The begin method of DefaultGlobalTransaction is called to start a global transaction.

public void begin(int timeout, String name) throws TransactionException {
if (role != GlobalTransactionRole.Launcher) {
check();
if (LOGGER.isDebugEnabled()) {
LOGGER.debug("Ignore Begin(): just involved in global transaction [" + xid + "]");
}
return;
}
if (xid != null) {
throw new IllegalStateException();
}
if (RootContext.getXID() != null) {
throw new IllegalStateException();
}
// Specific method to start the transaction, get the XID returned by TC
xid = transactionManager.begin(null, null, name, timeout);
status = GlobalStatus.Begin;
RootContext.bind(xid);
if (LOGGER.isDebugEnabled()) {
LOGGER.debug("Begin a NEW global transaction [" + xid + "]");
}
}

At the beginning of the method, if (role != GlobalTransactionRole.Launcher) checks the role to determine whether the current role is the initiator (Launcher) or the participant (Participant) of the global transaction. If the @GlobalTransactional annotation is also added to the downstream system methods in a distributed transaction, its role is Participant, and the subsequent begin will be ignored and directly returned.
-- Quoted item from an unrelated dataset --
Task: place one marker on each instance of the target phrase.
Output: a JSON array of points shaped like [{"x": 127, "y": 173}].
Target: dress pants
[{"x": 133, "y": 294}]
The determination of whether it is a Launcher or Participant is based on whether the current context already has an XID. The one without an XID is the Launcher, and the one with an XID is the Participant. Therefore, the creation of a global transaction can only be executed by the Launcher, and only one Launcher exists in a distributed transaction.

The DefaultTransactionManager is responsible for TM and TC communication, sending begin, commit, rollback instructions.

@Override
public String begin(String applicationId, String transactionServiceGroup, String name, int timeout) throws TransactionException {
GlobalBeginRequest request = new GlobalBeginRequest();
request.setTransactionName(name);
request.setTimeout(timeout);
GlobalBeginResponse response = (GlobalBeginResponse) syncCall(request);
return response.getXid();
}

At this point, the XID returned by fescar-server indicates that a global transaction has been successfully created. The log also reflects the above process.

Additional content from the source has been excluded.